The Minneapolis Park Board is no exception as Hennepin County recently voted to change the name of Lake Calhoun - named after a 19th century South Carolinian who defended slavery - to its Dakota name Bde Maka Ska, only to have that decision overturned by the state appeals court.
"The conversation that we had today provides input so that it can be synthesized in the policy moving forward and commissioners will understand how notification and adoption will proceed," said Carter.
Under this proposed policy change, before deciding a name, Ramsey County will look at several factors including how the facility is used, the name's historical context and the sites possible ties to Native American history. The majority of the county owned facilities are currently named after prominent sports stars.
"I think its important to say the policy as it's drafted today does not dictate that we return to those places that have already been named to rename them, however if there were a major renovation of a place that would be the type of event that would facilitate looking again at the naming of one of our places and open spaces," said County Spokesman John Siqveland.

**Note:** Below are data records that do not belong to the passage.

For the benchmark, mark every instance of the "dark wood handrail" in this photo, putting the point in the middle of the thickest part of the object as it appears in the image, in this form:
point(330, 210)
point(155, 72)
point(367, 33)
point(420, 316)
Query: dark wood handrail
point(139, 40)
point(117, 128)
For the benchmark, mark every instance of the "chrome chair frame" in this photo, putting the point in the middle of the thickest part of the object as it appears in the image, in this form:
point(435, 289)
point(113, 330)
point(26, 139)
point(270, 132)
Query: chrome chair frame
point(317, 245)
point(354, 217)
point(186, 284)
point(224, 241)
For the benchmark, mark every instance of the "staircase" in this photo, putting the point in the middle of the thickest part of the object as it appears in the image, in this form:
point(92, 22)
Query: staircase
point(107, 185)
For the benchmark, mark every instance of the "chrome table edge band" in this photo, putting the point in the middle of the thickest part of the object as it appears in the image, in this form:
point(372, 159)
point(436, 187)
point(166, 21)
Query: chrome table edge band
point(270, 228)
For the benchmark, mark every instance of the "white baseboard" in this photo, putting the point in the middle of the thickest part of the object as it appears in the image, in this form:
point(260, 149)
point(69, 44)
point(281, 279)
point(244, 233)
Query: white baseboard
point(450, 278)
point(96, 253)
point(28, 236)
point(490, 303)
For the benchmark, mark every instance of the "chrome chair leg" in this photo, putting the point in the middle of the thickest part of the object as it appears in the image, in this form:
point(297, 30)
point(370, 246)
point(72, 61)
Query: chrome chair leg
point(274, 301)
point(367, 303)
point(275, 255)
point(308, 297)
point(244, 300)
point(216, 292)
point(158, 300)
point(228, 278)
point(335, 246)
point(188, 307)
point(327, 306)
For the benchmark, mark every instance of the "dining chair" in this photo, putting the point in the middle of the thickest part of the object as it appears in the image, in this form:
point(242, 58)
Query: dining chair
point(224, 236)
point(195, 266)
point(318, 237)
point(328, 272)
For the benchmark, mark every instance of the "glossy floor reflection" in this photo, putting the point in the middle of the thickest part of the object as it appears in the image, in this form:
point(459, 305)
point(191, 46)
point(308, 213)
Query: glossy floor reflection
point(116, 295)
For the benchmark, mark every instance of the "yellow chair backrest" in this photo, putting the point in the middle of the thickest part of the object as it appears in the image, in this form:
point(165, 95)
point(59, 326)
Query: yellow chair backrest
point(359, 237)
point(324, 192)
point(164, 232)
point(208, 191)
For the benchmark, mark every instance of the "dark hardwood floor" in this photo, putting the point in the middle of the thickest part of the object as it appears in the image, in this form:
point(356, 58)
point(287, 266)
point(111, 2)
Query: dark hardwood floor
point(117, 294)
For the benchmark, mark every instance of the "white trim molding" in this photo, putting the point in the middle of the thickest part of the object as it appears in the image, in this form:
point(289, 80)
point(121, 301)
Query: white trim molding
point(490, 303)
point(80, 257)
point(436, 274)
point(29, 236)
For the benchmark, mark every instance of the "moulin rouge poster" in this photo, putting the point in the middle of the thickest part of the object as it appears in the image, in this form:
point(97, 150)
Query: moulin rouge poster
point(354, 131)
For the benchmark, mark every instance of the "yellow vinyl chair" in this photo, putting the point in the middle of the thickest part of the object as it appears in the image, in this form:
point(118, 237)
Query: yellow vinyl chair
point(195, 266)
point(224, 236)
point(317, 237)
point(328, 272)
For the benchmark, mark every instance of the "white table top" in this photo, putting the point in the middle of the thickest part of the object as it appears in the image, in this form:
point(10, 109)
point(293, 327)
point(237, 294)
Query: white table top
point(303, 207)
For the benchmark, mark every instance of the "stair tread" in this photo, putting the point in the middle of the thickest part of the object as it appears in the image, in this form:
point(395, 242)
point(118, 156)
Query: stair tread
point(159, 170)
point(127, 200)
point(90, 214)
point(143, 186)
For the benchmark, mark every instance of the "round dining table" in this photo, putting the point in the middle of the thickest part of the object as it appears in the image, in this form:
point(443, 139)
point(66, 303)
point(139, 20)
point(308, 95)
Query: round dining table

The county says there would be an exception to the policy for paid naming rights, case in point the new facility where the old Vadnais Sports Center used to be.
"We were pleased last week to declare that we do have a naming rights deal there for 15 years almost $2 million with Twin Cities Orthopedics for TCO sports garden," said Siqveland.
County officials say it all comes down to inclusion and putting community first.
“We’re doing a lot more with community engagement, it’s a real focus of ours to be aligned with our mission, vision and goals which have been adopted in recent years," said Siqveland.
The Ramsey County Commission Board tabled a vote on the new policy Tuesday, but plans to take a vote in two weeks.